Arab Saudi tengah menggenjot pembangunan Distrik Keuangan Raja Abdullah (KAFD) bernilai miliaran dollar AS yang digadang menyaingi dan merebut posisi Uni Emirat Arab sebagai pusat bisnis di Timur Tengah.
Oleh
BENNY D KOESTANTO
·4 menit baca
Pembangunan Distrik Keuangan Raja Abdullah atau King Abdullah Financial District di Riyadh, Arab Saudi, sudah memasuki tahap akhir. Kawasan itu pun siap memenuhi target peluncuran secara resmi tahun ini. Sempat tertunda-tunda sejak diumumkan tahun 2006, proyek bernilai miliaran dollar AS itu digadang menjadi penegas ambisi Arab Saudi untuk menyaingi dan merebut posisi Uni Emirat Arab sebagai pusat bisnis di Timur Tengah.

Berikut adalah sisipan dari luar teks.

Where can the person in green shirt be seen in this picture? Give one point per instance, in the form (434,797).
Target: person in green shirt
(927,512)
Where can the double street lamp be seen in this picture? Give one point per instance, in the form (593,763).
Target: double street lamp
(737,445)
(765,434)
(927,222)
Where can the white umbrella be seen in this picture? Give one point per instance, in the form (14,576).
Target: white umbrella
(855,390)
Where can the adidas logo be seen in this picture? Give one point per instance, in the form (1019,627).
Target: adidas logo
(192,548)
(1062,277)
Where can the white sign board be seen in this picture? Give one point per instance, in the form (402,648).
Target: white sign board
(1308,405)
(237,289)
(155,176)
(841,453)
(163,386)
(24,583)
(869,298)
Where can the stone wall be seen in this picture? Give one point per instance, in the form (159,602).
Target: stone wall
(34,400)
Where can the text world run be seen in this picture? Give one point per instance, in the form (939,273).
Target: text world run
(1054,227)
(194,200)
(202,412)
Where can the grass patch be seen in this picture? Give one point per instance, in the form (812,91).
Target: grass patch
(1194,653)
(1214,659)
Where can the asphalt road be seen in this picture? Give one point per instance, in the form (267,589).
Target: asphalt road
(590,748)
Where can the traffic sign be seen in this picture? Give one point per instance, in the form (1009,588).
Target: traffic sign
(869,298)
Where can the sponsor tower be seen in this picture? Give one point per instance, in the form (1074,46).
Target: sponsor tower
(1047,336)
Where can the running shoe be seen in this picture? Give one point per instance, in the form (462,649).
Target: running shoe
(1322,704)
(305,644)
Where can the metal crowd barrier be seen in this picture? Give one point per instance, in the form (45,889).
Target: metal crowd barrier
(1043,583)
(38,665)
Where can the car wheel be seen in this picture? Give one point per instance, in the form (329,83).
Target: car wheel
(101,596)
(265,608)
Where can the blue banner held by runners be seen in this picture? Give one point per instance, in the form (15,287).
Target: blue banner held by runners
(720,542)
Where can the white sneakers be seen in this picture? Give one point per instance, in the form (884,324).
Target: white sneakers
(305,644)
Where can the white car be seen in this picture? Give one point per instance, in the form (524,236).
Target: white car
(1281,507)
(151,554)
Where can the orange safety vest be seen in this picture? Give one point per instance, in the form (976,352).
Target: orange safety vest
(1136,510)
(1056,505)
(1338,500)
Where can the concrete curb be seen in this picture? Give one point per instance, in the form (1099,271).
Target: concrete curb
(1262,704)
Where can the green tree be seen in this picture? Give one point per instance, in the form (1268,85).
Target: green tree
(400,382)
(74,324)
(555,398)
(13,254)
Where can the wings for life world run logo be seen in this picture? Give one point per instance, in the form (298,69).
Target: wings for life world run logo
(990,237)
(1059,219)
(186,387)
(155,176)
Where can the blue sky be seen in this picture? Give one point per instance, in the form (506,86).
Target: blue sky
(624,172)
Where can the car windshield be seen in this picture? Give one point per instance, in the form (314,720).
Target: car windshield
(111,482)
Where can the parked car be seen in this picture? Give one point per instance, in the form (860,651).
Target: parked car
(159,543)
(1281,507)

Arab Saudi pada Februari lalu meminta perusahaan asing yang ingin menjalin kontrak dengan Pemerintah Kerajaan Arab Saudi untuk memindahkan markas regional mereka ke Arab Saudi. Riyadh memberi ultimatum bakal menghentikan kontrak kerja sama dengan perusahaan asing yang markas regional mereka berada di luar Arab Saudi mulai 2024. King Abdullah Financial District (KAFD) ditargetkan jadi penanda khusus dalam proyek ambisius kerajaan.
Disebutkan bahwa kebijakan itu bertujuan menciptakan lebih banyak pekerjaan dan membatasi kebocoran ekonomi di Arab Saudi. Riyadh juga bertekad meningkatkan efisiensi terkait dengan pengeluaran di kerajaan. Arab Saudi ingin menjamin barang dan jasa utama yang dibeli sejumlah badan pemerintah bisa diproduksi di negara itu.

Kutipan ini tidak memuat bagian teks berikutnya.